South Korean officials say it may take time to confirm claims that Taleban insurgents have killed one of their hostages.
Meanwhile, South Korean media quote a government official saying at least eight other hostages have been released.
The self-described Taleban spokesman Qari Yousuf Ahmadi informed reporters of the killing Wednesday. Earlier in the day, Ahmadi warned in a telephone call the hostages were in grave danger.
Ahmadi says the Taleban is not satisfied with the Afghan and South Korean governments' response to demands that several Taleban prisoners be released. He declares the hostage negotiations a failure, and says "a few" of the South Korean hostages may be executed.
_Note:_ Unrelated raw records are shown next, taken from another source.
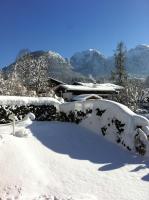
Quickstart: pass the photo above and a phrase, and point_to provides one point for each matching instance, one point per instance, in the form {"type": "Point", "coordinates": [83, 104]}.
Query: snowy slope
{"type": "Point", "coordinates": [69, 162]}
{"type": "Point", "coordinates": [94, 62]}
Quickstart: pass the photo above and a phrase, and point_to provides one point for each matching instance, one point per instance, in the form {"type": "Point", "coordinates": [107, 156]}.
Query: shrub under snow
{"type": "Point", "coordinates": [113, 120]}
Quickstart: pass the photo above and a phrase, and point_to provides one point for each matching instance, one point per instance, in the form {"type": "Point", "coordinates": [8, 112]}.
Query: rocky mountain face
{"type": "Point", "coordinates": [93, 62]}
{"type": "Point", "coordinates": [29, 66]}
{"type": "Point", "coordinates": [89, 63]}
{"type": "Point", "coordinates": [137, 60]}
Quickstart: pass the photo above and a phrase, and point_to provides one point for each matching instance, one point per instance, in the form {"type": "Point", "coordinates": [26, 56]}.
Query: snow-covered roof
{"type": "Point", "coordinates": [21, 100]}
{"type": "Point", "coordinates": [84, 97]}
{"type": "Point", "coordinates": [109, 85]}
{"type": "Point", "coordinates": [89, 87]}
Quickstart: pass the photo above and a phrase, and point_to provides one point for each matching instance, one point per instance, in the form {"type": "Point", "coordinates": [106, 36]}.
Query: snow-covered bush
{"type": "Point", "coordinates": [113, 120]}
{"type": "Point", "coordinates": [44, 108]}
{"type": "Point", "coordinates": [108, 118]}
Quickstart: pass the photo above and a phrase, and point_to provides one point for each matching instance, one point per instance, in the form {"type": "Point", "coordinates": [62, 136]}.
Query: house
{"type": "Point", "coordinates": [54, 82]}
{"type": "Point", "coordinates": [104, 90]}
{"type": "Point", "coordinates": [85, 97]}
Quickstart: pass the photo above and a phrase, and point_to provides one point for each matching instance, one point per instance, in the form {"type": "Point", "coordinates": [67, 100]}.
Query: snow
{"type": "Point", "coordinates": [84, 97]}
{"type": "Point", "coordinates": [113, 111]}
{"type": "Point", "coordinates": [21, 100]}
{"type": "Point", "coordinates": [110, 85]}
{"type": "Point", "coordinates": [64, 161]}
{"type": "Point", "coordinates": [88, 88]}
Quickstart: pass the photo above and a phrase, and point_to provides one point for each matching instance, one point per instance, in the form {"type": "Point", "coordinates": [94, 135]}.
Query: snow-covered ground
{"type": "Point", "coordinates": [65, 161]}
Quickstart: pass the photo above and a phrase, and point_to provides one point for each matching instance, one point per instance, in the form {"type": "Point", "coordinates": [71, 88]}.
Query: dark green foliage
{"type": "Point", "coordinates": [118, 140]}
{"type": "Point", "coordinates": [99, 112]}
{"type": "Point", "coordinates": [119, 125]}
{"type": "Point", "coordinates": [139, 145]}
{"type": "Point", "coordinates": [41, 112]}
{"type": "Point", "coordinates": [128, 148]}
{"type": "Point", "coordinates": [103, 130]}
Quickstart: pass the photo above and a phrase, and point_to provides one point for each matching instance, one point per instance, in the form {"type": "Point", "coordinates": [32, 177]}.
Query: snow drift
{"type": "Point", "coordinates": [114, 121]}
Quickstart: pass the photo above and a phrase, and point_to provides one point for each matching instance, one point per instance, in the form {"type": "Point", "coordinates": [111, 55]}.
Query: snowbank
{"type": "Point", "coordinates": [20, 100]}
{"type": "Point", "coordinates": [113, 120]}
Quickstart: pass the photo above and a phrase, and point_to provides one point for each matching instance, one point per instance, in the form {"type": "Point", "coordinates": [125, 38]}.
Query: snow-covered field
{"type": "Point", "coordinates": [65, 161]}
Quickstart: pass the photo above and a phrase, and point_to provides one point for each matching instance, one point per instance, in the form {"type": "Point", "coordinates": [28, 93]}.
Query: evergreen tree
{"type": "Point", "coordinates": [119, 75]}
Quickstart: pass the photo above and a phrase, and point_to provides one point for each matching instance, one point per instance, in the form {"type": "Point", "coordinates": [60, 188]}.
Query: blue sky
{"type": "Point", "coordinates": [68, 26]}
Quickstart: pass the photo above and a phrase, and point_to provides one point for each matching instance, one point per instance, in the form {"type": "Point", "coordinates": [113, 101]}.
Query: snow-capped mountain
{"type": "Point", "coordinates": [138, 59]}
{"type": "Point", "coordinates": [89, 62]}
{"type": "Point", "coordinates": [58, 67]}
{"type": "Point", "coordinates": [93, 62]}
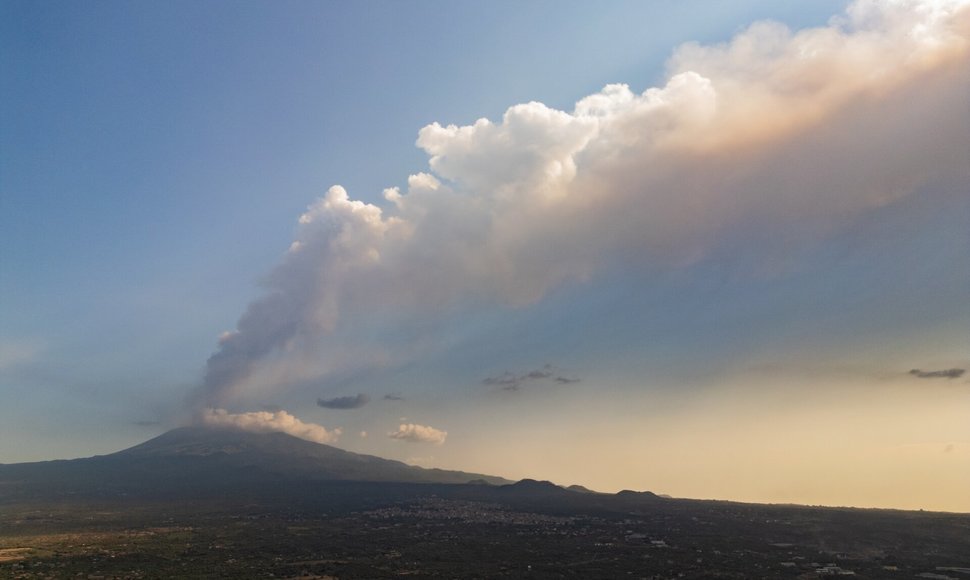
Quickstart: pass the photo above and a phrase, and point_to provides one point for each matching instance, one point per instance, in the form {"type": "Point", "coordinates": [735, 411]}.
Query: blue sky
{"type": "Point", "coordinates": [155, 158]}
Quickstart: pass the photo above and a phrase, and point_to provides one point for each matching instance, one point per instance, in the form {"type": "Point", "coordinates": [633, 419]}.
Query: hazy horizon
{"type": "Point", "coordinates": [706, 251]}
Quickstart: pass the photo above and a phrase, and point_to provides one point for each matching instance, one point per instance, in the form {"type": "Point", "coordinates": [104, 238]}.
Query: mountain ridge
{"type": "Point", "coordinates": [192, 457]}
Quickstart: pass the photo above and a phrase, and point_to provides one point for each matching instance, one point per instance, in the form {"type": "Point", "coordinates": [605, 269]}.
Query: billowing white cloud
{"type": "Point", "coordinates": [418, 434]}
{"type": "Point", "coordinates": [270, 422]}
{"type": "Point", "coordinates": [757, 145]}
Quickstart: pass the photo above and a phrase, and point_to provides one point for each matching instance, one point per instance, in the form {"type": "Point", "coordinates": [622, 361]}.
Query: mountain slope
{"type": "Point", "coordinates": [195, 457]}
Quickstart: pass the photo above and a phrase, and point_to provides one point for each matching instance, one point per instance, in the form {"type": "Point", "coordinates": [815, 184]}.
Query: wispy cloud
{"type": "Point", "coordinates": [17, 352]}
{"type": "Point", "coordinates": [414, 433]}
{"type": "Point", "coordinates": [775, 131]}
{"type": "Point", "coordinates": [267, 422]}
{"type": "Point", "coordinates": [953, 373]}
{"type": "Point", "coordinates": [349, 402]}
{"type": "Point", "coordinates": [510, 381]}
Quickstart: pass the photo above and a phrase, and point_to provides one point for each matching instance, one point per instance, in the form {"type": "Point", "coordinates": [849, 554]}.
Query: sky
{"type": "Point", "coordinates": [712, 250]}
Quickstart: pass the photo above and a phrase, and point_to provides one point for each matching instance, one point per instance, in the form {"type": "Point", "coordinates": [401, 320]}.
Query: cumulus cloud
{"type": "Point", "coordinates": [418, 434]}
{"type": "Point", "coordinates": [270, 422]}
{"type": "Point", "coordinates": [776, 136]}
{"type": "Point", "coordinates": [942, 374]}
{"type": "Point", "coordinates": [350, 402]}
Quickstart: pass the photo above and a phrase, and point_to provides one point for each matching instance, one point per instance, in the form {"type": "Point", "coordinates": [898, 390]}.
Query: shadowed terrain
{"type": "Point", "coordinates": [221, 503]}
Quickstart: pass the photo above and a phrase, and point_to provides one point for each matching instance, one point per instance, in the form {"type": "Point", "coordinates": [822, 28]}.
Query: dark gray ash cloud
{"type": "Point", "coordinates": [942, 374]}
{"type": "Point", "coordinates": [349, 402]}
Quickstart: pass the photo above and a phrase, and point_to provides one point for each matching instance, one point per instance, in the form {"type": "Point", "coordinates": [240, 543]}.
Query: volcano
{"type": "Point", "coordinates": [196, 458]}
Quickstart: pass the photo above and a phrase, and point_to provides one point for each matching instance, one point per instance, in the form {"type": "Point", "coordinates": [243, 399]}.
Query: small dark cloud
{"type": "Point", "coordinates": [349, 402]}
{"type": "Point", "coordinates": [510, 381]}
{"type": "Point", "coordinates": [506, 380]}
{"type": "Point", "coordinates": [943, 374]}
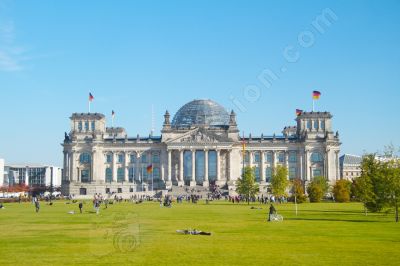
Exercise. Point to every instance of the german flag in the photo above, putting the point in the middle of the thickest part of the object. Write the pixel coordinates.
(149, 169)
(316, 95)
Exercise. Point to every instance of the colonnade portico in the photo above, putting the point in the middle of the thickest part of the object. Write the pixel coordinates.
(192, 179)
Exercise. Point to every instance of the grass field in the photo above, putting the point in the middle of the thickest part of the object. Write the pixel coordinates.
(144, 234)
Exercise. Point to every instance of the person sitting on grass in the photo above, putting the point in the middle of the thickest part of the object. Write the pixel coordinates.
(272, 211)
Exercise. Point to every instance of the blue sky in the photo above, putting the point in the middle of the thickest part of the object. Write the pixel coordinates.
(135, 54)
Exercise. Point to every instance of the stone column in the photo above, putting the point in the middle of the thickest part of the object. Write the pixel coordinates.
(218, 165)
(307, 170)
(114, 177)
(206, 181)
(301, 166)
(193, 180)
(72, 170)
(262, 167)
(273, 160)
(169, 165)
(137, 166)
(126, 166)
(337, 166)
(287, 162)
(180, 178)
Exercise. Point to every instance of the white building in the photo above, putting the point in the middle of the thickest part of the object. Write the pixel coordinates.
(1, 172)
(201, 146)
(32, 175)
(350, 166)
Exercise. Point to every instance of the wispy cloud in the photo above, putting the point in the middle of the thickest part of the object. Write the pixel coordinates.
(12, 55)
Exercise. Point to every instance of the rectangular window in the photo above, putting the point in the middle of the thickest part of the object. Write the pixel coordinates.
(121, 158)
(156, 173)
(144, 158)
(317, 172)
(268, 173)
(292, 172)
(281, 157)
(316, 124)
(257, 174)
(268, 157)
(131, 174)
(293, 157)
(85, 176)
(133, 158)
(156, 158)
(120, 174)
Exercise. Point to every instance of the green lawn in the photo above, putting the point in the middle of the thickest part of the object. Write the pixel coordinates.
(129, 234)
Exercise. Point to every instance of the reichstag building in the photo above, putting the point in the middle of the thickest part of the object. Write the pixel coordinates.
(201, 146)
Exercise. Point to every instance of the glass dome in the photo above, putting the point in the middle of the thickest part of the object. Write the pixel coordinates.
(201, 112)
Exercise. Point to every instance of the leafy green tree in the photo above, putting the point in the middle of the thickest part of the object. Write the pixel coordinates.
(362, 185)
(317, 188)
(341, 190)
(391, 185)
(298, 190)
(279, 181)
(246, 185)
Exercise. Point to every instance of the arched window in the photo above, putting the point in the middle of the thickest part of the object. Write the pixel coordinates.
(108, 175)
(85, 158)
(317, 157)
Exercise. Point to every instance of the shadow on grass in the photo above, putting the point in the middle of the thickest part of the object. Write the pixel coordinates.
(334, 220)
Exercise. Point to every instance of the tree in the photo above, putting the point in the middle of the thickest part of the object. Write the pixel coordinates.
(247, 185)
(298, 191)
(279, 181)
(341, 190)
(362, 185)
(391, 185)
(317, 188)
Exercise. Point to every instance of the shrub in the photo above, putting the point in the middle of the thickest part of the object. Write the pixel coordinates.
(341, 190)
(315, 192)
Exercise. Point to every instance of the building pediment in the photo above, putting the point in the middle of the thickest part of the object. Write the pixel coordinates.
(199, 136)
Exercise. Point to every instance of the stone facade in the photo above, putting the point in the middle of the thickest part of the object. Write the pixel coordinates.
(201, 146)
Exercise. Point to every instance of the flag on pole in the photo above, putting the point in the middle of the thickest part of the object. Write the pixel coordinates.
(149, 169)
(316, 95)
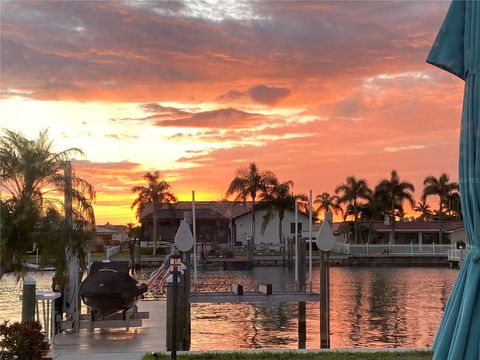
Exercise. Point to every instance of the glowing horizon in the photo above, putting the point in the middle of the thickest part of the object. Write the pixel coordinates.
(313, 91)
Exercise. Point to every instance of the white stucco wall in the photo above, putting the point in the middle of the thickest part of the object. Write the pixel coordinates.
(244, 224)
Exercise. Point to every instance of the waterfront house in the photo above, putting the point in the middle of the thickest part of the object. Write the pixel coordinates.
(219, 223)
(408, 232)
(109, 235)
(214, 221)
(243, 225)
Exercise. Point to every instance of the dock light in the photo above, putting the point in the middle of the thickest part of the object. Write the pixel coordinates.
(175, 264)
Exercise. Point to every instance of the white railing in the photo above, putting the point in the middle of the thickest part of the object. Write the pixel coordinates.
(388, 249)
(457, 254)
(112, 250)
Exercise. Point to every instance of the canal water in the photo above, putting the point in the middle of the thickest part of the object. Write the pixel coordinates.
(370, 307)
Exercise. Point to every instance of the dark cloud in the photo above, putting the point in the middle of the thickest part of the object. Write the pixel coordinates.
(221, 118)
(267, 94)
(144, 51)
(159, 109)
(232, 96)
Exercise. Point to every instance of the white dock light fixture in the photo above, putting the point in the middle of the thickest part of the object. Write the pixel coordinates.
(325, 239)
(184, 237)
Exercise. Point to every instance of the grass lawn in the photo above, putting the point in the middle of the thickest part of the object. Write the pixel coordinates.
(381, 355)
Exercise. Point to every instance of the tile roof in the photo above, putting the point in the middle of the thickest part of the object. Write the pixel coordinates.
(204, 209)
(425, 226)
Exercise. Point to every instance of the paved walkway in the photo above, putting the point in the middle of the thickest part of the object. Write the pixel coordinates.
(117, 344)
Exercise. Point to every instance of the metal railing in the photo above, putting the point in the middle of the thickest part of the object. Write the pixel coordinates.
(111, 250)
(389, 249)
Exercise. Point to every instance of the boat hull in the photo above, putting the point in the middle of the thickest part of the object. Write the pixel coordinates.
(109, 289)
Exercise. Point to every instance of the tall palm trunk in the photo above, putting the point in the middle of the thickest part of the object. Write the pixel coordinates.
(281, 215)
(252, 238)
(355, 224)
(392, 237)
(154, 216)
(440, 218)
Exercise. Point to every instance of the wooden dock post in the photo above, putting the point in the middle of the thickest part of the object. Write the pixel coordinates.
(324, 300)
(325, 242)
(29, 298)
(176, 313)
(301, 286)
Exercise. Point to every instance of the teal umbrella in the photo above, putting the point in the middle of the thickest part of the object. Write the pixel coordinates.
(457, 50)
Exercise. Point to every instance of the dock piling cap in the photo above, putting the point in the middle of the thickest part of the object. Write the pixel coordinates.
(184, 237)
(29, 280)
(325, 239)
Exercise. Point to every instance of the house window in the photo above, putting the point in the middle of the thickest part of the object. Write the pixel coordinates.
(292, 228)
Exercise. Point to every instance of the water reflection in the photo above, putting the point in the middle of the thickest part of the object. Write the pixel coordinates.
(370, 307)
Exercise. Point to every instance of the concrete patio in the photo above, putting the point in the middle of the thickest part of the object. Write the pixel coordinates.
(116, 344)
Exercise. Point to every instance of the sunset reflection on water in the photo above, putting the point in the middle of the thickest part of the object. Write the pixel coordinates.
(370, 307)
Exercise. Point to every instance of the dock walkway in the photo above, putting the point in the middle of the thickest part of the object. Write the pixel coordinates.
(117, 344)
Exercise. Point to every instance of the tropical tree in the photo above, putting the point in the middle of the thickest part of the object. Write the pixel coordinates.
(443, 188)
(250, 182)
(370, 211)
(276, 202)
(393, 193)
(328, 203)
(155, 194)
(353, 193)
(424, 209)
(454, 206)
(34, 177)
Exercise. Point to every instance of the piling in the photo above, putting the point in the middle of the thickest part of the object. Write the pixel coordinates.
(324, 300)
(29, 298)
(301, 286)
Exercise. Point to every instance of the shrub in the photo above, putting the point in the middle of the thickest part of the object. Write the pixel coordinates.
(22, 341)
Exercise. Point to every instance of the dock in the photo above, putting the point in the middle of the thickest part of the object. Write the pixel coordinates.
(253, 297)
(117, 344)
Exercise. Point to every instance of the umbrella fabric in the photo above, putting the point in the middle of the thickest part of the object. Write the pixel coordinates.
(457, 50)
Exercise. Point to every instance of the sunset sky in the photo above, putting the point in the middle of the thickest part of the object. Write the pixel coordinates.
(313, 91)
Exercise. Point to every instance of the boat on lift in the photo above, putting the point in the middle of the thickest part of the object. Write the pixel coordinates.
(109, 288)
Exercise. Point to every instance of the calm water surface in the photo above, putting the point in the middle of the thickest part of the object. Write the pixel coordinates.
(370, 307)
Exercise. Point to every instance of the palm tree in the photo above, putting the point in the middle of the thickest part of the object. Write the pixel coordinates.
(443, 188)
(352, 193)
(249, 182)
(156, 193)
(454, 208)
(424, 209)
(393, 192)
(371, 211)
(33, 176)
(279, 200)
(328, 203)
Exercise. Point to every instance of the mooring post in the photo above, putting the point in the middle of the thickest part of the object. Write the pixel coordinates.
(325, 243)
(324, 301)
(301, 286)
(187, 275)
(29, 298)
(175, 310)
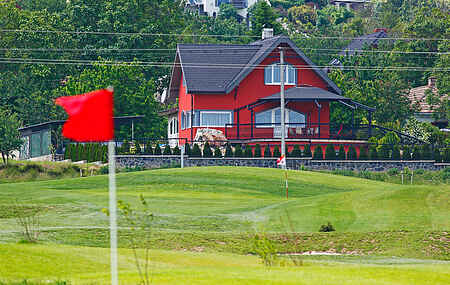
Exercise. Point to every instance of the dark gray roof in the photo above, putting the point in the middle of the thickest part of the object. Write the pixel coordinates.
(210, 68)
(306, 93)
(363, 41)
No formal affiliation has ever been confirmed between Ahmadi and the Taleban. Occasionally, some of his statements have proven to be inaccurate.
Regardless, South Korean officials confirm they are devoting serious attention to the threat, and to broader efforts to free the hostages.
Here in South Korea, relatives of the hostages agonized over Wednesday's threat.
Kim Hyung-seok, president of the aid foundation that organized the trip, says some family members of the 23 hostages fainted when they heard the new threat.
The Taleban kidnapped the 23 South Koreans-- 18 of them women-last Thursday.
All of them are members of a Christian church outside of Seoul. Although the church describes their activities as humanitarian, many critics describe the travelers as missionaries, who put themselves unnecessarily at risk in one of the world's hotbeds of Islamic militancy.
South Korea bans most travel to Afghanistan, where a few hundred its soldiers and civilian personnel provide non-combat support to international security efforts.
The 23 hostages made their trip illegally. Since their capture, Seoul has announced harsher penalties for travel to banned areas.
South Korea is second only to the United States in the number of Christian missionaries it sends abroad, with an estimated 12,000 engaged in projects in about 160 countries.